En la mayoría de los casos nos obcecamos por intentar mantener una coherencia entre nuestro pasado y las conclusiones a las que hemos llegado en el presente que vivimos. Pero si hemos de ser honestos, son muchas la ocasiones en las que las decisiones que hemos tomado son basadas en la aleatoriedad de los acontecimientos, más que a premisas basadas en nuestros valores más profundos. Es cierto que la dinámica de nuestra personalidad marca un patrón de conductas que podría definirse como constante, pero no podemos achacar cada punto del recorrido a las directrices marcadas por nuestra voluntad. Somos en definitiva lo más parecido a un corcho flotando expuesto en una tormenta, más que un roble recio que se levanta impertérrito ante un clima que pretende vencerlo. La imagen, por mucho que nos seduzca, no se acerca en cualquier caso, ni siquiera a la primera de ellas.

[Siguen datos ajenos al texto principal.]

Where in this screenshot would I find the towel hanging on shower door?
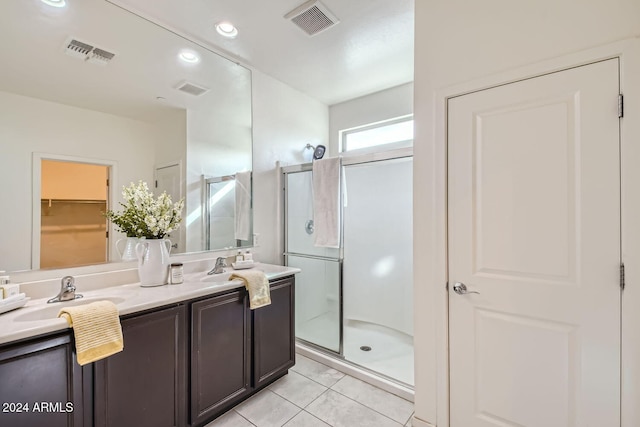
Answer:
[312,157,340,248]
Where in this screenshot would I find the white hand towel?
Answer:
[313,157,340,248]
[235,172,251,240]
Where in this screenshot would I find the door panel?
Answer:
[448,59,620,427]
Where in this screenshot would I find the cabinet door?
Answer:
[95,305,187,427]
[0,333,83,427]
[191,290,251,425]
[253,276,296,388]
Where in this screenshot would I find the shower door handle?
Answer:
[453,282,480,295]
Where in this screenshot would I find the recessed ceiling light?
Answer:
[41,0,67,7]
[216,21,238,39]
[178,50,200,64]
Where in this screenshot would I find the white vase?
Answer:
[116,237,144,261]
[136,239,171,287]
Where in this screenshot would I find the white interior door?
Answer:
[154,164,186,253]
[448,59,621,427]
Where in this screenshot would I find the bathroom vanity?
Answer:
[0,267,297,426]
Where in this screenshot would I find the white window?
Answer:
[340,116,413,152]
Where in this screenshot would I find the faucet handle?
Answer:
[60,276,76,291]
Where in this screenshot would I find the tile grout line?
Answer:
[286,356,408,427]
[232,405,257,427]
[329,388,413,427]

Ante tamaña desidia, no es extraño por tanto encontrar en la lectura ese ancla entre la realidad y nuestra consciencia, que nos permite agarrarnos de alguna forma, a esa idea innata en el ser humano, de encontrar en el tiempo un hilo de Ariadna que nos permita salir del laberinto, haciendo que los libros sean esa consecuencia que nos aísle de la agresividad de una existencia, que se niega a desvelar su original naturaleza, por mucho que el alma pertenezca en su totalidad al universo del que no para de ocultarse.

Podríamos afirmar entonces que la verdadera capacidad del ser humano es la de crear, pues entre toda esta innegable plétora de acontecimientos que se concatenan, asumimos en nuestra simplicidad que parte de esa creatividad viene dada por la posibilidad de generar mundos a través de la nada. Es probable que sea esta la capacidad que más nos acerca a Dios, si es que se cumple la máxima de que fuimos creados a su imagen y semejanza. Pues cada individuo, fuera de todo espacio y tiempo, es capaz de forma inmediata, de generar un mundo de infinitos detalles, que sólo tiene como límites la propia imaginación y su capacidad para desarrollarla.

Estoy completamente de acuerdo en la hipótesis de que únicamente la verdad es infinita en detalles. Pero en contraposición, solo la imaginación es capaz de crear infinitos detalles desde la nada. De ahí que encontremos en la literatura ese bálsamo que nos permite reconducir el potencial para que fuimos creados, vislumbrado de este modo una realidad que no limita, sino acentúa aquello para lo que fuimos dotados.

Es probable que demos por hecho que viene implícito en la lectura el percibir como nuestros una serie de acontecimientos que en ese mismo instante desconocíamos. En la mayoría de los casos, delegamos parte de esas magia a la pericia del autor, al cual no pretendo quitar mérito a la hora de crear tal o cual obra literaria. Lo que no podemos negar del mismo modo es que por mucho que reconozcamos las cualidades del escritor, en ninguno de los casos, dos lectores son capaces de imaginar unos mismos personajes y escenarios, por mucho que nos faciliten detalles sobre los mismos. Ahí tenemos las obras de Charles Dickens o Víctor Hugo, donde se extienden páginas enteras con adjetivos y adverbios, pero que en ningún aspecto llegamos a concebir de la misma forma incluso si llegamos a volver a leerlos después de un tiempo.

Se nos ha regalado un don a cada persona para que lo utilicemos de la forma más apropiada según nos convenga. Tal vez nos encontremos atrapados en un espacio y tiempo limitados en libre albedrío, pero es en los universos creados desde la imaginación donde podemos plegar las reglas que nos confinan para llegar a ser mucho más que libres.